Rechtbank Zeeland-West-Brabant oordeelt dat X recht heeft op teruggaaf van de BTW op de ontwikkelingskosten van een landgoed, waarbij zeven rijksmonumenten worden getransformeerd tot woningen.

X is per 1 april 2019 een fiscale eenheid BTW die bestaat uit A bv, B bv en C bv. A bv, B bv en C bv zijn betrokken bij de projectontwikkeling van een landgoed dat bestaat uit zeven rijksmonumenten die worden getransformeerd tot woningen. B bv sluit voor deze projectontwikkeling een overeenkomst met aannemer D. De ontwikkeling van het landgoed en de daarop te realiseren woningen en appartementen is belast met BTW. A bv, B bv en C bv maken alle drie projectontwikkelingskosten hiervoor. Deze projectontwikkelingskosten verdisconteert aannemer D in de aanneemsommen die aannemer D in rekening brengt aan de particuliere kopers. Daarom brengt X de BTW op de projectontwikkelingskosten volledig in aftrek. De BTW op de kosten voor de grondexploitatie is in aftrek gebracht voor zover sprake was van de levering van een BTW-belaste levering van bouwgrond. Voor de BTW op kosten die zowel toerekenbaar zijn aan de BTW-vrijgestelde levering als aan de BTW-belaste verkoop van bouwterreinen, is de aftrek bepaalt op basis van een pro rata.

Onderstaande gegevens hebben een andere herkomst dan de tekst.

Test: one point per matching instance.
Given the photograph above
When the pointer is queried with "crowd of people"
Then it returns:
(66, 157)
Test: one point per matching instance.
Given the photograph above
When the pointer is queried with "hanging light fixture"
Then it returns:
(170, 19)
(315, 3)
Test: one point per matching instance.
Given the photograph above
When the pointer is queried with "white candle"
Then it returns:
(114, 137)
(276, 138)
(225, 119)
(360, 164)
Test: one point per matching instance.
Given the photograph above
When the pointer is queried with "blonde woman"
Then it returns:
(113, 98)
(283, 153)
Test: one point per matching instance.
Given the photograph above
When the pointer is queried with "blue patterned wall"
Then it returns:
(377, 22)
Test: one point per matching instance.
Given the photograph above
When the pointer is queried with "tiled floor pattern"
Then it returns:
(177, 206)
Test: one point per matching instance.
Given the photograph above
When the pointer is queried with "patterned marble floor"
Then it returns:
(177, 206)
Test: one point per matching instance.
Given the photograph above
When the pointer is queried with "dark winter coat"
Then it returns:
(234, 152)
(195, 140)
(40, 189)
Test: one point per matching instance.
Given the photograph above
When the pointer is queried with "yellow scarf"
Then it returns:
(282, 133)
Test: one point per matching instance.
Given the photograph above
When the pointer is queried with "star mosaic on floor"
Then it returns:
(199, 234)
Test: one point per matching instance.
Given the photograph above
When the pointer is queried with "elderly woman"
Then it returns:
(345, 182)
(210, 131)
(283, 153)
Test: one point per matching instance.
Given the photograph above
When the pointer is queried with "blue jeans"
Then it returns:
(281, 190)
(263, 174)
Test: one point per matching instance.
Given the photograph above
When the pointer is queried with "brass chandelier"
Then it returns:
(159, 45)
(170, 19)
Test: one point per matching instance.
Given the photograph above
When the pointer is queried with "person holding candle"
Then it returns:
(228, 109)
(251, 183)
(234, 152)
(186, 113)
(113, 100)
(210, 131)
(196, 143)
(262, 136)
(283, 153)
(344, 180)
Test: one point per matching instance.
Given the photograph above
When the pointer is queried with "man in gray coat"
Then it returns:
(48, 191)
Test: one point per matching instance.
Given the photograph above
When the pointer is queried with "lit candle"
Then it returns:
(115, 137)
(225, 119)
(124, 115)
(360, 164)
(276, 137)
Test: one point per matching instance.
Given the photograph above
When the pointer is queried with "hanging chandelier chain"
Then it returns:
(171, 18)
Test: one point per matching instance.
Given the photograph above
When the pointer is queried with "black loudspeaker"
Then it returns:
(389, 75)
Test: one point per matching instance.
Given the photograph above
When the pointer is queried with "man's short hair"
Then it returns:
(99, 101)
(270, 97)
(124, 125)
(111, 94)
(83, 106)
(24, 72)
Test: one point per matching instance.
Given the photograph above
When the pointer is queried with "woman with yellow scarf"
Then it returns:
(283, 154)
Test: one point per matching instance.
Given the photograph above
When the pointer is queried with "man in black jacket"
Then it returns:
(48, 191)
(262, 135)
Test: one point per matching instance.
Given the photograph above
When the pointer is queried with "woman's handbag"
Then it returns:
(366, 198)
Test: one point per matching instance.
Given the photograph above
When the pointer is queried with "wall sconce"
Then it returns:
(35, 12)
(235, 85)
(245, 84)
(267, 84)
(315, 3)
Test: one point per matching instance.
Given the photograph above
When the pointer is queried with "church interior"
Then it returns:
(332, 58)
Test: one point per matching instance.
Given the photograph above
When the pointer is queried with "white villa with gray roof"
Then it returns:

In geschil is de in aftrek gebrachte BTW op de ontwikkelingskosten van het landgoed.

Rechtbank Zeeland-West-Brabant oordeelt dat X recht heeft op teruggaaf van de BTW op de ontwikkelingskosten van het landgoed. Op basis van de overeenkomsten bestaat een rechtstreeks en onmiddellijk verband bestaat tussen de prestaties die bv B is overeengekomen met aannemer D en de door aannemer D betaalde vergoedingen. Omdat deze prestaties zijn belast met BTW, is de rechtstreeks daaraan toe te rekenen voorbelasting aftrekbaar. De aan A bv en C bv in rekening gebrachte BTW op de ontwikkelingskosten volgt het lot van de aan B bv in rekening gebrachte voorbelasting, omdat aannemelijk is dat de door D aan B bv betaalde vergoedingen ook betrekking hebben op de door A bv en C bv verrichte prestaties.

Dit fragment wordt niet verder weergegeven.